Enquanto aguarda a licença para venda comercial nos EUA, a Bee-IO está trabalhando na construção de uma fábrica para aumentar a capacidade de produção de mel de três toneladas por semana para 100 toneladas. Só para se ter uma noção, a capacidade de produção usando abelhas é de 0,5kg/semana por colmeia.
Água no deserto
Falando no agronegócio, talvez uma das inovações pelas quais Israel seja mais conhecido é relacionado ao sistema de irrigação. Nossa equipe visitou dois kibutz que conseguiram produzir cultivos em um solo árido: o de Naan e o de Hatzerim.
Os kibutz foram criados em 1910 e são comunidades autossustentáveis organizadas sem qualquer hierarquia social. Eles consomem tudo o que produzem e comercializam o excedente. Nos agrupamentos, funcionam atividades agrícolas e propriedades coletivas. Esse tipo de sociedade é movida pelo cooperativismo e famosa pela qualidade do sistema educacional e desenvolvimento interno.

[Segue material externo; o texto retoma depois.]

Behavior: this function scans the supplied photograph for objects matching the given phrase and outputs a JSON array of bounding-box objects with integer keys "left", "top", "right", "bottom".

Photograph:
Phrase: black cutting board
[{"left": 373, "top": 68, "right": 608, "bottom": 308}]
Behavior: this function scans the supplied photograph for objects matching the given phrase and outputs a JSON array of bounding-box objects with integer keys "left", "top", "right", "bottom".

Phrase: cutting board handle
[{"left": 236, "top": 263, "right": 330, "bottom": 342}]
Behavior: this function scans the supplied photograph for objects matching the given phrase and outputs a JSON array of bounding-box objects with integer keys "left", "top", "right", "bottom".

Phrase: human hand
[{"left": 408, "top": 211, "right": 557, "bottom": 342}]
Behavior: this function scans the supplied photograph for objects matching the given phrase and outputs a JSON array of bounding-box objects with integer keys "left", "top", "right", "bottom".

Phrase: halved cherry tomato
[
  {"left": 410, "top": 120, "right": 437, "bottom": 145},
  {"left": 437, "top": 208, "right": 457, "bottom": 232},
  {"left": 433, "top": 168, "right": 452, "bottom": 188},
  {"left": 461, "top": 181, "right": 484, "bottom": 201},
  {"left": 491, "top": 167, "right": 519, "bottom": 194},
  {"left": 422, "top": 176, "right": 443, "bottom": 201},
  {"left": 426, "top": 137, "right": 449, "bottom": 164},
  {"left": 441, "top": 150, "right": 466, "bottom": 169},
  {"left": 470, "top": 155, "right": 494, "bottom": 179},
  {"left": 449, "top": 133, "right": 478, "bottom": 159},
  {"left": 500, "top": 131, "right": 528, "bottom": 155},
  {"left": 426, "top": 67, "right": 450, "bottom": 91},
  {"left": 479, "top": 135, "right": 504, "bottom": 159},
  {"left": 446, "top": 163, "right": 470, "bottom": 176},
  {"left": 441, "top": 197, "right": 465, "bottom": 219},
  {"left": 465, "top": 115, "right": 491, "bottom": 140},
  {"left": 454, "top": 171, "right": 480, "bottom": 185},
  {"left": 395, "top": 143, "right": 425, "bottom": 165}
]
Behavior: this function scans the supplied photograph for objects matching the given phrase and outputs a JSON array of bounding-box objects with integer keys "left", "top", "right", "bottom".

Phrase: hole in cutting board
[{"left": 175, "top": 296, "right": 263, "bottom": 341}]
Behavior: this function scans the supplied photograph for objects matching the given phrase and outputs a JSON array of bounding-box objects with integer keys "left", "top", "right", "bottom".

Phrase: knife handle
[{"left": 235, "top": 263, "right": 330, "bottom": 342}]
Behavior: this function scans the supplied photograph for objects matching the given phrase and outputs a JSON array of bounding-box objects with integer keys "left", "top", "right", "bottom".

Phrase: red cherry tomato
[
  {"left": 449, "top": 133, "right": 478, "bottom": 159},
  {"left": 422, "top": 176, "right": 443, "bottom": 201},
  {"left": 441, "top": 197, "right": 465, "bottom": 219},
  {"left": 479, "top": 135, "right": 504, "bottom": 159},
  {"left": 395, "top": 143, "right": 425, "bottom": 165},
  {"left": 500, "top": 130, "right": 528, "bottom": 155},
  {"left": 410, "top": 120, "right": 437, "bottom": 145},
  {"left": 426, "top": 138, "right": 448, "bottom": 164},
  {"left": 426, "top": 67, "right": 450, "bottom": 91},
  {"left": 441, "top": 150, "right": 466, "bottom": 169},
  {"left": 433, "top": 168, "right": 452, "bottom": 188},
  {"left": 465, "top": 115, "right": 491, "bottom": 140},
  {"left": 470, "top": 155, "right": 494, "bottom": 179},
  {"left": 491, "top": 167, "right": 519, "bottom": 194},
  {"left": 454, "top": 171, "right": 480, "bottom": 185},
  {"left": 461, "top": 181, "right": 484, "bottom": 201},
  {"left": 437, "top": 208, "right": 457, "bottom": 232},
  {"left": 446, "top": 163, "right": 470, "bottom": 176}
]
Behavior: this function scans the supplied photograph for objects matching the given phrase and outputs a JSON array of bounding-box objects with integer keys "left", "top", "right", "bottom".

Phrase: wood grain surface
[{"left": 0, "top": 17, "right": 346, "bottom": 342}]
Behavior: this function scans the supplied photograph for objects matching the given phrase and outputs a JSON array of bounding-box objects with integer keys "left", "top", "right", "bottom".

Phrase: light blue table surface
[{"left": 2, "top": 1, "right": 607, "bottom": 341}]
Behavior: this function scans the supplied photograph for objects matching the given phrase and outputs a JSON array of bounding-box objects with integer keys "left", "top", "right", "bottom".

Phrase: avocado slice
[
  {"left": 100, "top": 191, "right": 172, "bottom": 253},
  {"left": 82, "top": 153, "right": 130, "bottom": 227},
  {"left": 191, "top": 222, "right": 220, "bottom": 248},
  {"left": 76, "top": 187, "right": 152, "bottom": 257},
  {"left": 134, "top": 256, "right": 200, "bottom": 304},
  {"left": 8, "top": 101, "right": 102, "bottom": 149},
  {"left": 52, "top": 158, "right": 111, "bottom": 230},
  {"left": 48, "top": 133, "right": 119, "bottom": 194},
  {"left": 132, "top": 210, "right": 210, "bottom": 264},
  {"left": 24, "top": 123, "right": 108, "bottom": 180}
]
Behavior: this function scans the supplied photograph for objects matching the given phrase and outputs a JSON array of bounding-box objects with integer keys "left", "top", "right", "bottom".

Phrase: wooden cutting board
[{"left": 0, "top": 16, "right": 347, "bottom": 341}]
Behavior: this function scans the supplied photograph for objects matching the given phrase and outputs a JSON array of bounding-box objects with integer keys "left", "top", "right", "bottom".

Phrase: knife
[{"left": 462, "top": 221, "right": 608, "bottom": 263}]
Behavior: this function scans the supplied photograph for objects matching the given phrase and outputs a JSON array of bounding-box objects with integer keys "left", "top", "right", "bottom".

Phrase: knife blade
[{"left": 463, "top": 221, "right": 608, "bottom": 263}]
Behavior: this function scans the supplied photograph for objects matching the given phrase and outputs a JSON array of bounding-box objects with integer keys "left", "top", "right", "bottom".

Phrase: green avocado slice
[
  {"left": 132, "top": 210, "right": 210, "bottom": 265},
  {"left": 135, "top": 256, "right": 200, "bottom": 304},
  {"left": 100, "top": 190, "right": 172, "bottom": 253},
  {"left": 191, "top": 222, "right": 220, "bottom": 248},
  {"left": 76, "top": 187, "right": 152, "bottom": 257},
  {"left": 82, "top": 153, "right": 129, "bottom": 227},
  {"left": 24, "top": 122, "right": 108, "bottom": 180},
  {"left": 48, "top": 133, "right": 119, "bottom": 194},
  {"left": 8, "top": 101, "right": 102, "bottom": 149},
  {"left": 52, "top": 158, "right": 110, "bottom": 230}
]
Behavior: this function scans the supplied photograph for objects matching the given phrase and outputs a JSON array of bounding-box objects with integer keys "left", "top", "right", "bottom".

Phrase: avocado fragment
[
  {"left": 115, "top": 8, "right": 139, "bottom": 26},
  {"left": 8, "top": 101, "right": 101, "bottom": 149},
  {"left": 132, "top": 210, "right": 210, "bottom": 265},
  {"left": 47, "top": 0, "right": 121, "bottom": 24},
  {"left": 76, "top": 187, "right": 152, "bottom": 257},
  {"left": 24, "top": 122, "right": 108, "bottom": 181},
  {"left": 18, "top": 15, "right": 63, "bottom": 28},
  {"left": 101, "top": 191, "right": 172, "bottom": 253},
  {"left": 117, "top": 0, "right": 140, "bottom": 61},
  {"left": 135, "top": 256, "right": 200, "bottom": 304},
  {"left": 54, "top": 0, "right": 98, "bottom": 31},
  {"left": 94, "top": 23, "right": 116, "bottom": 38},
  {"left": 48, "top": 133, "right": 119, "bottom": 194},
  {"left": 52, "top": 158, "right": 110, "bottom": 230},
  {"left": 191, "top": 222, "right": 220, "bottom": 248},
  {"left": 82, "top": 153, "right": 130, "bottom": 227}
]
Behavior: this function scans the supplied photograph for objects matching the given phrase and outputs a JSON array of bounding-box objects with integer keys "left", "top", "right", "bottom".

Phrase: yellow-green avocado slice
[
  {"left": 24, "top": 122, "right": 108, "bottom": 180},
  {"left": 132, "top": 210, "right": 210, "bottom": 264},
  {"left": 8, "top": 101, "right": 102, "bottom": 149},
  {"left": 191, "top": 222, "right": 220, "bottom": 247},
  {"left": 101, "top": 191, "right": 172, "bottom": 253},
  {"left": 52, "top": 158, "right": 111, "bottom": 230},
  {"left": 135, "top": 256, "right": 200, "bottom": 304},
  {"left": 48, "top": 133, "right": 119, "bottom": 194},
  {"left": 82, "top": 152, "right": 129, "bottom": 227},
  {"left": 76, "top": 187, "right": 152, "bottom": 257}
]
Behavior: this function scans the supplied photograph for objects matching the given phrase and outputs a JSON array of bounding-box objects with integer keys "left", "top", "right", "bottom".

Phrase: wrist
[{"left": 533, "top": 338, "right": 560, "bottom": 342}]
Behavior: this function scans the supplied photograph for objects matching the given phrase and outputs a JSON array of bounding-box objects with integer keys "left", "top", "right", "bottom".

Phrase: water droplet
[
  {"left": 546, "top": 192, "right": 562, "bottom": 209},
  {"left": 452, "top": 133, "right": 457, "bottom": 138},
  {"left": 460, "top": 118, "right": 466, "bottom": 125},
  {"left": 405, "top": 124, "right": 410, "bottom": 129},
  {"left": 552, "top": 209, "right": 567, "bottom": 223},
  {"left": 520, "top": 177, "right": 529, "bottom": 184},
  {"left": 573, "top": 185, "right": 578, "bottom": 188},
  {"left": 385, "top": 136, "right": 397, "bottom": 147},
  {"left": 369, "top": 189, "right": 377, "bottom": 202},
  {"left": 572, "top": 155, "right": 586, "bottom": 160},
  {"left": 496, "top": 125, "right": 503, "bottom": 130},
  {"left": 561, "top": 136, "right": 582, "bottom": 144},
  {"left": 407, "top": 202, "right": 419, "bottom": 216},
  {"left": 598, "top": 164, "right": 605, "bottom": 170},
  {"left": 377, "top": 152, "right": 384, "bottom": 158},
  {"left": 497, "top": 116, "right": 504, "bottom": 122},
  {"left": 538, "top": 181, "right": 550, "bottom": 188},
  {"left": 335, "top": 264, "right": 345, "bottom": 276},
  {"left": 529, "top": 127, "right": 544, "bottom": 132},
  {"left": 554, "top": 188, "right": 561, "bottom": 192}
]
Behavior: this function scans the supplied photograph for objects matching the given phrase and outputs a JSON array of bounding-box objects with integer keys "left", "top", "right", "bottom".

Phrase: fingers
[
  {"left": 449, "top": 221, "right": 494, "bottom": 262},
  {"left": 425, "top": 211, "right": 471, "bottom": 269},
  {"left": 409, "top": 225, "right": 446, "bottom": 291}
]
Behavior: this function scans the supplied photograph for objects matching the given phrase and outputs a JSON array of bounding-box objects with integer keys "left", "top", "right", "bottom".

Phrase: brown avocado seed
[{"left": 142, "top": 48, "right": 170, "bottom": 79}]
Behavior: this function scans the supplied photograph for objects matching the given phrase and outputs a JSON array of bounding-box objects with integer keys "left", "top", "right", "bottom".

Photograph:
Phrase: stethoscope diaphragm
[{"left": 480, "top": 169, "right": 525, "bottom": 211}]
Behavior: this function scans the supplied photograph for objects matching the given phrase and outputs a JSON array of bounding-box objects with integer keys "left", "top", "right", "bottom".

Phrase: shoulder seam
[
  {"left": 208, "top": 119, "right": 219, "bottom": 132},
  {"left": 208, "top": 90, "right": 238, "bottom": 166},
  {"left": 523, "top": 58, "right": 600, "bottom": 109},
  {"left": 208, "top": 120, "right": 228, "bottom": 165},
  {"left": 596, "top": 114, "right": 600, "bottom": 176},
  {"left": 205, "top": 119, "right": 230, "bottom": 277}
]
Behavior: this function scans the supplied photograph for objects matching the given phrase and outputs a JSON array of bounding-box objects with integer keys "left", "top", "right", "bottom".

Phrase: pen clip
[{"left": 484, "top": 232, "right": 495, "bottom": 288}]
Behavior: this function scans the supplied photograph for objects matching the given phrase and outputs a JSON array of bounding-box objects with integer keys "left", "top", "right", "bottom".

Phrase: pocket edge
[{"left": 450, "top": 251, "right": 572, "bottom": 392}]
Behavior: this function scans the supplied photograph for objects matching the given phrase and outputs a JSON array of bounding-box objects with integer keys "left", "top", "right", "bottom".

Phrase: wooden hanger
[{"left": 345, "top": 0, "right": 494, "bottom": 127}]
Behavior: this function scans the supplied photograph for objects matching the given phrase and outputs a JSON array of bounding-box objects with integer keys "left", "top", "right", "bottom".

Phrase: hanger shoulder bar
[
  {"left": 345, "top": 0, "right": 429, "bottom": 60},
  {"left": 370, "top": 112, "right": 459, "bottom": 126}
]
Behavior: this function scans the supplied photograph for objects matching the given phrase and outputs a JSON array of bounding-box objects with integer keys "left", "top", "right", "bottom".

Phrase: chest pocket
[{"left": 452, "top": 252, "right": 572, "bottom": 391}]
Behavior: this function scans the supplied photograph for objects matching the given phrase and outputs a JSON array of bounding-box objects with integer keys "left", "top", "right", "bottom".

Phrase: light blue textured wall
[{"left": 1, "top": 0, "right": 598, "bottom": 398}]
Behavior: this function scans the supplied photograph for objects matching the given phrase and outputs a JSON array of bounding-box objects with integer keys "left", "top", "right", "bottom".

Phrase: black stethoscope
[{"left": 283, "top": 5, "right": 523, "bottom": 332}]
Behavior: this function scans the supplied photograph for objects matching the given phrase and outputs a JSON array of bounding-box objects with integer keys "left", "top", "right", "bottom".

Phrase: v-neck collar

O de Naan surgiu em 1930 e é o maior do país em termos de população, com 1700 habitantes. O sucesso dos seus produtos de irrigação vem da NaaDanJain, resultado da fusão de três empresas do setor. Hoje, eles desenvolvem equipamentos de aspersão, gotejamento e controle de estufa. Cerca de 5% da receita da NaaDanJain é investida em Pesquisa & Desenvolvimento.
Já o kibutz de Hatzerim foi fundado um pouco mais tarde, em 1946. Até 65, eles não conseguiam cultivar nada no solo devido à alta salinidade, o que quase fez com que o governo acabasse com a comunidade. Foi apenas em 1965, quando eles criaram a Netafim, uma das empresas agrícolas mais bem sucedida em Israel e a primeira a desenvolver o sistema de gotejamento no mundo, que eles começaram a produzir culturas. Hoje, a Netafim já está em mais de 110 países e teve uma parte comprada pela Orbia.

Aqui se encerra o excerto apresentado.